Additionally, some advantages for use of independent contractors are: (1) overtime compensation is not owed to an independent contractor; (2) employee benefits do not have to be provided, nor do employment taxes have to be paid or witheld; (3) the work relationship is governed by contract and not by laws governing compensation; and (4) skills training is not usually necessary.

However, some disadvantages to use of independent contrators include: (1) companies often regret situations where non-employees develop expertise about the company business, only to have the workers move on to a new customer when the contract

expires; (2) misclassification of employees as independent contractors can result in severe legal penalties and/or legal liability; (3) independent contractors often charge a premium for their services; and (4) lack of contractor knowledge about the company’s specific needs.1

Characterization by the Courts of Independent vs Dependent Contractors

Owner-operators who work under a contract where there is a high degree of control by the other party, such as a carrier company, are often found by courts to be dependant contractors.

The Ontario Court of Appeal recognized as far back as 1936 in Carter v Bell & Sons, [1936] OR 290, that there is an intermediate status between employee and independent contractor that should be given legal recognition.
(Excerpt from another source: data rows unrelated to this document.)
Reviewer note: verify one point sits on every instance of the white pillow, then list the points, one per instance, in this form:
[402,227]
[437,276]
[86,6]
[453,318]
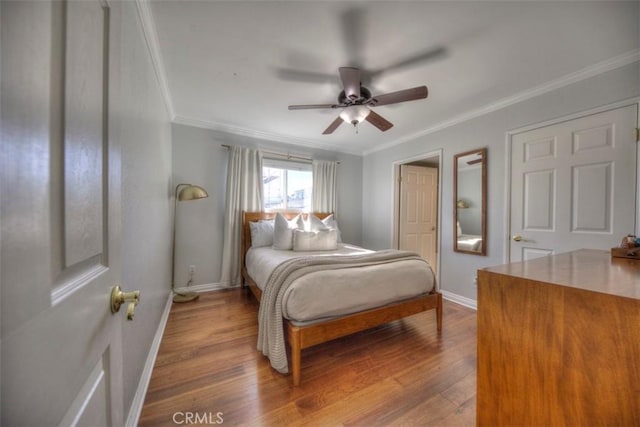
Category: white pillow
[283,231]
[261,233]
[322,240]
[330,222]
[313,223]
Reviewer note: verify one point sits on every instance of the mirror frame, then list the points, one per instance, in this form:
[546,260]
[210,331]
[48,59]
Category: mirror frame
[483,250]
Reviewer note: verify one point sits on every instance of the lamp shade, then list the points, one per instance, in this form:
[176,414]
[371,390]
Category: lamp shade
[355,114]
[192,192]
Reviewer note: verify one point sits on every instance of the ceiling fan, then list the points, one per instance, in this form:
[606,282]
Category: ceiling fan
[356,99]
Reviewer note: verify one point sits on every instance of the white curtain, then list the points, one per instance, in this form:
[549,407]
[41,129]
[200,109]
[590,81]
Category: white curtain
[324,194]
[244,193]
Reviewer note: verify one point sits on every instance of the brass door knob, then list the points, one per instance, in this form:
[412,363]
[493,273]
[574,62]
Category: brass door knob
[118,297]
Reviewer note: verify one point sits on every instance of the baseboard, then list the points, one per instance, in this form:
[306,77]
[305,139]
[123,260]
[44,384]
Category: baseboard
[206,287]
[459,299]
[143,384]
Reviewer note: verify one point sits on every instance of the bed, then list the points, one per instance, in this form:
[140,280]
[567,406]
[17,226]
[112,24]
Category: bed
[343,317]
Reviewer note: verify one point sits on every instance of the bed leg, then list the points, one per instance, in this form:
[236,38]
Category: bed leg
[294,342]
[439,313]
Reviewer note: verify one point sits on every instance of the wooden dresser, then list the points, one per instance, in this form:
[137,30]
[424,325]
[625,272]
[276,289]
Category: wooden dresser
[559,341]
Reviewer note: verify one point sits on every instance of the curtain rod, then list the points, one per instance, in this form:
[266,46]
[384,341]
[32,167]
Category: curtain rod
[275,153]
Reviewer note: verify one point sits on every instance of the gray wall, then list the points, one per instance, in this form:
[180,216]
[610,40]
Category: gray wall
[458,270]
[198,158]
[144,132]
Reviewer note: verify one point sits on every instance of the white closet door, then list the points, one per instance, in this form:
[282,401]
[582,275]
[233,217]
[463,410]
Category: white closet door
[61,346]
[573,184]
[419,211]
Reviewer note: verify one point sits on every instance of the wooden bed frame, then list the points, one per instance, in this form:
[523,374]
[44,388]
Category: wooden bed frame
[301,337]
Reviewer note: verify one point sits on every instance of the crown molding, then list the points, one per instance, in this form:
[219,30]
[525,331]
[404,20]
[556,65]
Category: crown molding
[153,45]
[256,134]
[588,72]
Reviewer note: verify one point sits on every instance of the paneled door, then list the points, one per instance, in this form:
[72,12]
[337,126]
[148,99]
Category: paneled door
[418,211]
[61,345]
[573,184]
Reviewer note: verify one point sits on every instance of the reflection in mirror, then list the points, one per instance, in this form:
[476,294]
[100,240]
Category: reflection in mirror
[470,202]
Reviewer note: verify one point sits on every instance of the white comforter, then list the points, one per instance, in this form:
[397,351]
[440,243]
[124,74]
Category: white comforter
[323,294]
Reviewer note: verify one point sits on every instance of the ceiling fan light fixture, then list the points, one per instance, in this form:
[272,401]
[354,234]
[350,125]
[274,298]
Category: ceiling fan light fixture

This “intermediate status” would eventually be coined as “dependent contractor.”

Initially, exclusivity in the sense of being able to work for other companies did not play as large of a role in the determination of dependency. In Mercury Tankline Lease Operators’ Assn. Inc v Mercury Tanklines Ltd., 1984 CarswellNat 732, the Canada Labour Relations Board (“CLRB”) heard an application for union

*Partner Fernandes Hearn LLP (Toronto, Canada)†Associate Fernandes Hearn LLP (Toronto, Canada)

TTL July 2016, Vol. 18, No. 1 67

certification on behalf of certain owner-operators and drivers who worked for the defendant. The CLRB stated that with respect to the owner-operators, it had “no difficulty finding that they are employees within the Code.” The CLRB did not elaborate on how it came to this conclusion but did note that the majority of the owner-operators were “leased” to the defendant and were incorporated companies.

The CLRB took issue with those owner-operators who also leased vehicles and drivers to the defendant. The CLRB noted that at first glance, these owner-operators looked like employers because they paid their drivers and covered their unemployment insurance and workers compensation. However, the evidence showed that the drivers must at all times be suitable to carry out the defendant’s business and are subject to the defendant’s approval prior to performing any services. The CLRB found that the Drivers Manual also implied that someone other than the owner-operators was the real employer and held that they were little more than agents and supervisors for the defendant vis-à-vis the drivers. The application for union certification was allowed.

Notably, one of the CLRB Board Members dissented on the basis that although the factual situation above was accurate, there was evidence of non-exclusivity, which should have been taken into account. The Board Member noted that some of the tractors bore the logo of the defendant company while others did not, because they were used for the operations of other companies as well, even if the defendant was the chief user of the services of the tractors. However, this decision was not appealed.

A few years later, the CLRB started to put an emphasis on exclusivity and came to a different reasoning than in Mercury Tanklines. In Canada Post Corp v Association of Rural Route Mail

Couriers, 1987 CarswellNat 1030, the CLRB heard another application for union certification and was required to determine the nature of the employment relationship between the mail couriers in question and Canada Post. The CLRB held that the mail couriers were dependent contractors due to the high level of economic dependency that the mail couriers had on Canada Post. The CLRB noted that the mail carriers’ main source of income was Canada Post, but stated that income source alone was not always a determinative factor in the consideration of whether someone was economically dependant. The CLRB also considered that as a result of the nature and length of time it took to perform their courier work, it was virtually impossible to work for another company, thereby creating a situation of economic dependency. Furthermore, the CLRB found that their contract contained a provision, which indicated that outside employment was not permitted while the couriers worked for Canada Post. The high level of exclusivity combined with Canada Post being their main source of income created a situation of economic dependency and therefore, the CLRB characterized the couriers as dependent contractors.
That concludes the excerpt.